絶望に狂えば、目も耳も閉じるもの。老いぼれども、自らの足で墓の前に列を作って並ぶつもりか。ハッ……誰に命じられたわけでもないのに、自ら死んでくれるとは、ありがたい限りだ。
ならば次は証拠さえ掴めばいい。
「それで、どう動くと言っているのだ。」
私の問いに、少し躊躇した後、彼は再び声を潜めて言った。
「それが……**連判状**を用意すると申しております。」
部下の言葉は、全くもって見ものだった。これが私にまで入ってくるほどの情報ならば、可能性は二つ。一つは、大々的に全ての西人が動くこと、もう一つは逆情報である可能性。
だが、いくらなんでもこの時局に連判状だなんて……この老いぼれ方々が本当に自分の墓を掘るつもりでなければ……。
「もう一度確認してこい。今この時期に連判状とは。自殺をしようとしているのでなければ……逆情報の可能性もあるゆえ、慎重を期して確認するのだ。」
「はい、大監。」
部下は再び影の向こうへと消えた。
ハァ……権力の味に狂った老いぼれどもを相手にするのは、なかなか骨が折れる。
最近、南人側からも不穏な動きが感知されるという別の部下の報告を受けていたため、そちらにも気を配る必要があった。王子殿下の誕生を中心に、西人と南人が忙しく動いているのが目に見えた。
しばらく閔維重の私邸を眺めた。数え切れないほどの陰謀と策略が、あの土塀の中で交わされたのだろう。彼らは今、どんな表情をしているのだろうか。
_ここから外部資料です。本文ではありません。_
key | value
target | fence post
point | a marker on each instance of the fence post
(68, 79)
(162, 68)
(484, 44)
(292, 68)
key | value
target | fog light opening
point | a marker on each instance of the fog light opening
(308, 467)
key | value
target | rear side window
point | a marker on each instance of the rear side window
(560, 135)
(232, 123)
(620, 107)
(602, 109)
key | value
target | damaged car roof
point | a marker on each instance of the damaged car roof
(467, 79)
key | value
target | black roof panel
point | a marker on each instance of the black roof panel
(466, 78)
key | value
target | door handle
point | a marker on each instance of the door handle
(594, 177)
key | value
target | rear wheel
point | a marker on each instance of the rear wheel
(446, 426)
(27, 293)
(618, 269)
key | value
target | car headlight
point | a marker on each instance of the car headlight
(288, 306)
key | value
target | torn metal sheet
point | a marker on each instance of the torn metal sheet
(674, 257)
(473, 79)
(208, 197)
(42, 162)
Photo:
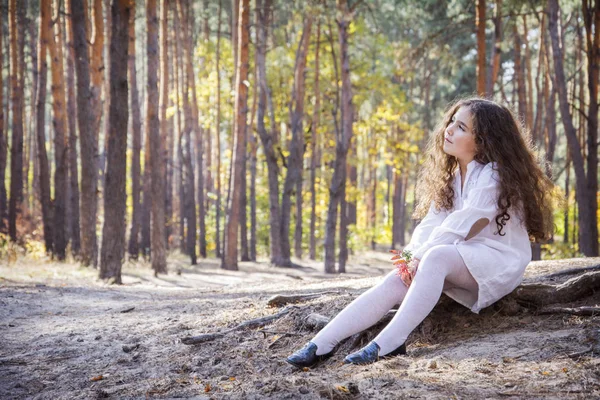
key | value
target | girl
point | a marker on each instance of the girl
(485, 197)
静かな静寂が、彼らの絶望を隠すためのように思えて、さらに滑稽だった。
整理がつき次第、入宮せねばなるまい。我が元子ママがどれだけ可愛らしくなられたか確認もせねばならぬし……体が十あっても足りないだろう。
気だるさに一度伸びをして、立ち去ろうとしたその瞬間、閔維重の私邸の母屋の方から人影がし、固く閉ざされていた門が用心深く開いた。
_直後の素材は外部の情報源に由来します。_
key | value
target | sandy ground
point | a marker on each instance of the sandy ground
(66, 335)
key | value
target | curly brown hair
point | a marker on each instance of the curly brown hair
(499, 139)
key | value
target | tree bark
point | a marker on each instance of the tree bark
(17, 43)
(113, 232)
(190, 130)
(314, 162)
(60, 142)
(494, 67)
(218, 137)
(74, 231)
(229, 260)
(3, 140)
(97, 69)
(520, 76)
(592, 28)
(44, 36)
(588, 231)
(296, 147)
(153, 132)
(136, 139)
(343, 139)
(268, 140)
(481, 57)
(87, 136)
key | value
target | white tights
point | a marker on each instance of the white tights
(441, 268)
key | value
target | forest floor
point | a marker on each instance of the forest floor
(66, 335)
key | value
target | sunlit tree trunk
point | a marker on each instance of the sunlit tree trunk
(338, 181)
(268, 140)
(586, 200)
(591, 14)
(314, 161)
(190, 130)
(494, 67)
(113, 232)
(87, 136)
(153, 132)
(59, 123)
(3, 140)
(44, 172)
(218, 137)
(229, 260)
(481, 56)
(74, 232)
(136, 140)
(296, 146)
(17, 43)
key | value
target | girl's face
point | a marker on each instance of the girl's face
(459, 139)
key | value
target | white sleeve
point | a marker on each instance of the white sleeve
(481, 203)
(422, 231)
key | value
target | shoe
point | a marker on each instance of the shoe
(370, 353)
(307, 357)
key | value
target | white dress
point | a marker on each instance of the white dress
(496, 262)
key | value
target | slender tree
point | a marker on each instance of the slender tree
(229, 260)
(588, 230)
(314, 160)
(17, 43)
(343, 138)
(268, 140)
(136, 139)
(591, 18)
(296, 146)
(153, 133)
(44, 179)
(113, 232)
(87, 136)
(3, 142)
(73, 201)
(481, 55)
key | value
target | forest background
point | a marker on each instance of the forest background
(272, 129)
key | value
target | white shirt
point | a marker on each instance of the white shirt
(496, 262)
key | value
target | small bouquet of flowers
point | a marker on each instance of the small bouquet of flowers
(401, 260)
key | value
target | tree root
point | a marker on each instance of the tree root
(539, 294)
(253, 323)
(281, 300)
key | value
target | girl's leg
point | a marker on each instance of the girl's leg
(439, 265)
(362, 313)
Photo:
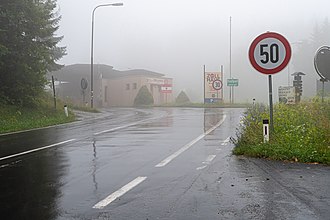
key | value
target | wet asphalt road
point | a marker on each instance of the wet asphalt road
(152, 164)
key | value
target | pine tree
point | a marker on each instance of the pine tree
(28, 48)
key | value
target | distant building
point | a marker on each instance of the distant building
(319, 86)
(111, 87)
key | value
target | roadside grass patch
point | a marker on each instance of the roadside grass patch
(43, 114)
(302, 133)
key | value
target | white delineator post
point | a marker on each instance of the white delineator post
(66, 111)
(265, 123)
かなりの距離がある場所であるにもかかわらず、一目で分かった。
廃妃閔氏……?
彼女の後ろにはパク尚宮が付き添っており、彼女は周囲を窺いながら用心深く歩いて出てきた。彼らを見て、声のない笑いを漏らした。誠に哀れで、だからこそさらに滑稽だった。
姉の肩を踏み台にして最高の地位に上り詰めた女が、今や中殿という影にしがみつき、民心の末端をうろつくとは。藻掻きは哀れだが、その結末は結局私のオモチャに過ぎない。
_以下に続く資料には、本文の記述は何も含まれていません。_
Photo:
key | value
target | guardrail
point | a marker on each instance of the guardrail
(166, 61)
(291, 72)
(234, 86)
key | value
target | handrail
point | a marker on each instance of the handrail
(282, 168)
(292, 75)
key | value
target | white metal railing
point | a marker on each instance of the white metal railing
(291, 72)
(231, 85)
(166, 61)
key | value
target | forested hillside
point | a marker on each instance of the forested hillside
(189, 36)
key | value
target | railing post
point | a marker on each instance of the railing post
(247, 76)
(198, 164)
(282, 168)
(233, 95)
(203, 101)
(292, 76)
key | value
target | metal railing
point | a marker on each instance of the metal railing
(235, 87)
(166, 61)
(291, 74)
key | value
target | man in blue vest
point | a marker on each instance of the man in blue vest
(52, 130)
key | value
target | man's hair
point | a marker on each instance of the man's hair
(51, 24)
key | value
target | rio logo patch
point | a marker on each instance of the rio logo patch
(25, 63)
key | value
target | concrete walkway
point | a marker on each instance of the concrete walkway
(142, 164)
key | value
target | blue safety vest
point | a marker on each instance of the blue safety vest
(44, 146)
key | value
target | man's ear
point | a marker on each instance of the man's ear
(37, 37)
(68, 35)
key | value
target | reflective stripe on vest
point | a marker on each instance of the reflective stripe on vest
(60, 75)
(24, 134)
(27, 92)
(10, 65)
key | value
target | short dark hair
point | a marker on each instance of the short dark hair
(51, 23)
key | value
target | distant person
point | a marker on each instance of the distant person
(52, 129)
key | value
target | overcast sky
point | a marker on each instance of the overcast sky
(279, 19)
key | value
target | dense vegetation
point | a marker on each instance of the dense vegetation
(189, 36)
体を壁に寄せ、彼らを見つめながら、ゆっくりと後をつけ始めた。中殿の座を奪われても、まだ未練を捨てられない女。その女に西人たちが最後の希望を託していることを、すでに知っていた。
気づかれないよう、慎重に彼女の後を追った。もしかして気づかれるかもしれないと思い、距離を大きく開けた。しばらく歩いていた彼女がどこかで立ち止まり、きょろきょろと辺りを見回した。
そしてパク尚宮の案内に従い、用心深くある家の門をくぐった。
お忍びなど一度もしたことのない、名家の娘の腕前ときたら……。
彼女が入ってからしばらくその家を見つめていたが、ふとその家の表札を見た瞬間、目が釘付けになった。
「……**金萬重**の家ではないか。」
瞬間、頭の中に空いていたパズルのピースが鮮明に嵌まった。単なる女の未練ではなかった。
西人の心臓部へと繋がる糸口……
よろしい、ますます面白くなってきた。これこそ踏み潰し甲斐があるというものだ、閔氏のお嬢様。
風が落葉を転がしながら、物寂しげに通り過ぎていった。口元にかかった笑みが再び濃くなった。